Local residents have been outspoken in their opposition to three "gathering place" proposals for James and Johns islands and, as a result, the city has abandoned one project on Johns Island and is prepared to do the same for another on James Island, at Folly Road and Riverland Drive.
Those decisions should encourage opponents of the "gathering place" at Maybank Highway to continue efforts for substantive changes on that 22-acre site. Even if it's too late to halt the ongoing development of 5.5 acres for an apartment complex and parking garage, there should be time for revisions to the remainder of the site.
"Gathering place" zoning provides for a dense, multi-use development out of character with the surrounding area.
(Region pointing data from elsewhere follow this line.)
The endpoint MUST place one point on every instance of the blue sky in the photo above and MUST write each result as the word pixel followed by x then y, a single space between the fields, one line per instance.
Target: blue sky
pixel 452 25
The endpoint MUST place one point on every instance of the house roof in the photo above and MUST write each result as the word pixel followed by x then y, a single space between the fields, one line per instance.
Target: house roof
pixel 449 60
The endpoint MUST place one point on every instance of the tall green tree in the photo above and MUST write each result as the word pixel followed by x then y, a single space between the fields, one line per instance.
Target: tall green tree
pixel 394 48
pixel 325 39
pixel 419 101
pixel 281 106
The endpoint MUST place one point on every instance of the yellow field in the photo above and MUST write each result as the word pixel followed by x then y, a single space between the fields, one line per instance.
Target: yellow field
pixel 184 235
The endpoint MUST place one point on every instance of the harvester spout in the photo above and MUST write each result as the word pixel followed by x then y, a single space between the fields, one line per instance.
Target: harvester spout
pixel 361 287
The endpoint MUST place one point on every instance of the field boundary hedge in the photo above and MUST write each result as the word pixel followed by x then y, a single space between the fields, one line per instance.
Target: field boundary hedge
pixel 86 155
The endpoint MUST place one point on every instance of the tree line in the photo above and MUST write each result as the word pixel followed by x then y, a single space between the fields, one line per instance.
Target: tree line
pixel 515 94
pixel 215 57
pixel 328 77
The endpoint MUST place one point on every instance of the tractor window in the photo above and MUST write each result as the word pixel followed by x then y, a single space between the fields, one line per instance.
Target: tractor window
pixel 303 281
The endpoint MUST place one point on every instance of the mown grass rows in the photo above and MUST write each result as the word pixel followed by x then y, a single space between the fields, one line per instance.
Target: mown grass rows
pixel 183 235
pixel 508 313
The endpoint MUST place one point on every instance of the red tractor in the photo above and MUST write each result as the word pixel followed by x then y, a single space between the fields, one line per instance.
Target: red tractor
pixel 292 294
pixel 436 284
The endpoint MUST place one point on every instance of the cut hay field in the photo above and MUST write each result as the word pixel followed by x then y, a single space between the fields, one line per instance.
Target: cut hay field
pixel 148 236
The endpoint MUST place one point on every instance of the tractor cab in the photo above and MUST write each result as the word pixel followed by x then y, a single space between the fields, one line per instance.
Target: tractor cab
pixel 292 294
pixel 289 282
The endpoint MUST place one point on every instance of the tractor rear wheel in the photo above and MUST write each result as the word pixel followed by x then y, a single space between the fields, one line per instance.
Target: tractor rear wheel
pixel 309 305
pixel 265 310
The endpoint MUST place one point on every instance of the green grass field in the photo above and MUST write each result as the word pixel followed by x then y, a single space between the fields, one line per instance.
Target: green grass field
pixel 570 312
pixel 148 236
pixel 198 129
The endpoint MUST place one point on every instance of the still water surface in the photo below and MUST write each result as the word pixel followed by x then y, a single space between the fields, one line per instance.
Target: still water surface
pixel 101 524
Objections to the plan have continued unabated since residents became aware of exactly what it would mean for traffic congestion and the scenic landscape. Charleston County Councilman Joe Qualey probably spoke for most of the critics when he described it as "the poster boy of bad planning."
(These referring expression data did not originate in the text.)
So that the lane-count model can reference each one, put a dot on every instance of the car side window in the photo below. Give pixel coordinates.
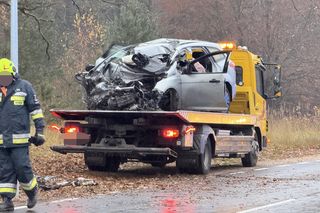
(219, 60)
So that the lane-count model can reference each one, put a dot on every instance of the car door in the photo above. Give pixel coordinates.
(203, 91)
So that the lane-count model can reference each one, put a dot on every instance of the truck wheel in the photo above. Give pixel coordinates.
(251, 159)
(112, 164)
(169, 101)
(204, 161)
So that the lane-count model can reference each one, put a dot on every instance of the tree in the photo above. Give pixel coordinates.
(135, 23)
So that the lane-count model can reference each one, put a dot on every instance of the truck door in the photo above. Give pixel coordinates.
(203, 91)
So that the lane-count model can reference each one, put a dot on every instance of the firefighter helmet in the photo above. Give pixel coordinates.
(7, 66)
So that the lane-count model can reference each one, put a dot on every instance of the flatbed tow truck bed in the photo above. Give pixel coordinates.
(184, 116)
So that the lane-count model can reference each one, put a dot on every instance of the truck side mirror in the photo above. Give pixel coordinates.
(277, 81)
(89, 67)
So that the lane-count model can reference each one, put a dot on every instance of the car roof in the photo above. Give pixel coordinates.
(181, 42)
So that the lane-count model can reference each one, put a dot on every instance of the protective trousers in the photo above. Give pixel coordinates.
(15, 165)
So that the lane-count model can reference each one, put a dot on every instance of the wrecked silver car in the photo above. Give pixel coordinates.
(163, 74)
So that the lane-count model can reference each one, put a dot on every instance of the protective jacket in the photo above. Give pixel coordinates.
(15, 109)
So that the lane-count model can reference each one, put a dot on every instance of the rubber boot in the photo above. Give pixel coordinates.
(32, 197)
(7, 205)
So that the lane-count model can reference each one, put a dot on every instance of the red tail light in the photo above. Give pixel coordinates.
(189, 129)
(71, 129)
(55, 127)
(170, 133)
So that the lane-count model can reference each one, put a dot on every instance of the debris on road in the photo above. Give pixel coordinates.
(51, 182)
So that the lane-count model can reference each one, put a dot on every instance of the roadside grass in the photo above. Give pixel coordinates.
(293, 136)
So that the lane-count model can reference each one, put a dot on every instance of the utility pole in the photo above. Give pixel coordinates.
(14, 50)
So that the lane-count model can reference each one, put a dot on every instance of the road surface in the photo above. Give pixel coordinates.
(293, 187)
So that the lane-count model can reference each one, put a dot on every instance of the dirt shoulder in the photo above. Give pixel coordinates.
(132, 175)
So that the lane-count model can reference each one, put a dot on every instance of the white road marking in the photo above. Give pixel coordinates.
(267, 206)
(64, 200)
(55, 201)
(235, 173)
(260, 169)
(283, 165)
(301, 163)
(20, 207)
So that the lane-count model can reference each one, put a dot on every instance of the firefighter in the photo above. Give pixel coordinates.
(18, 102)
Councilman Qualey held a meeting last week on the James Island projects at the local town hall, attended by some 125 residents, all of whom apparently opposed the plans. Tim Keane, the city's director of planning, preservation and sustainability, explained the concept and heard the complaints.
And Mr. Keane told us Friday that the city is now prepared to recommend a zoning change for the Folly/Riverland project, planned at an old shopping center adjacent the southeast corner of the intersection.
It's not certain yet what will be recommended, but Mr. Keane says it won't have a comparable density.
Clearly, that's the right response to public complaints about a site along an already congested highway. That portion of Folly Road experiences major tie-ups with summer beach traffic.
Meanwhile, the traffic situation on Maybank Highway similarly should encourage major revisions in that gathering place. Road congestion will increase with the addition of a major apartment complex.
And if more apartments are built on the remaining property - certainly a possibility - traffic will get that much worse.
Residents also object to the removal of scenic roadside trees to accommodate the development, noting that the original plan presented to the public included a tree-lined highway with a substantial buffer to development.
Mr. Keane acknowledges the continuing opposition, saying, "I understand that people don't like apartments, they don't like the density, they don't like the traffic."
But the city feels differently. "We are pleased with the direction of it," he said, adding that the Maybank project is "ideal for what its zoned for."
The city's response to the public opposition will include landscaping and traffic improvements with better bike, pedestrian and transit access, he said.
Those should generally be goals for a livable city, but they won't make up for the shortcomings of the gathering place concept at this site, any more than alterations substantively improved the plans for another dense project initially planned adjacent the Angel Oak on Johns Island.
That proposal was turned around by a grassroots campaign to acquire that the property as a park. Ultimately, even the city got on board.
City Council should make revisions to the Maybank site to limit potential problems there. That shouldn't be a major undertaking since about two-thirds of the site doesn't yet have a plan for its development.
Mr. Qualey said the gathering place idea is strongly opposed by town, city and public service district residents on James Island.
The city has acknowledged the opposition with plans to alter the designation for the Folly Road site.
It should follow up with revisions to the remainder of the Maybank site to forestall problems there.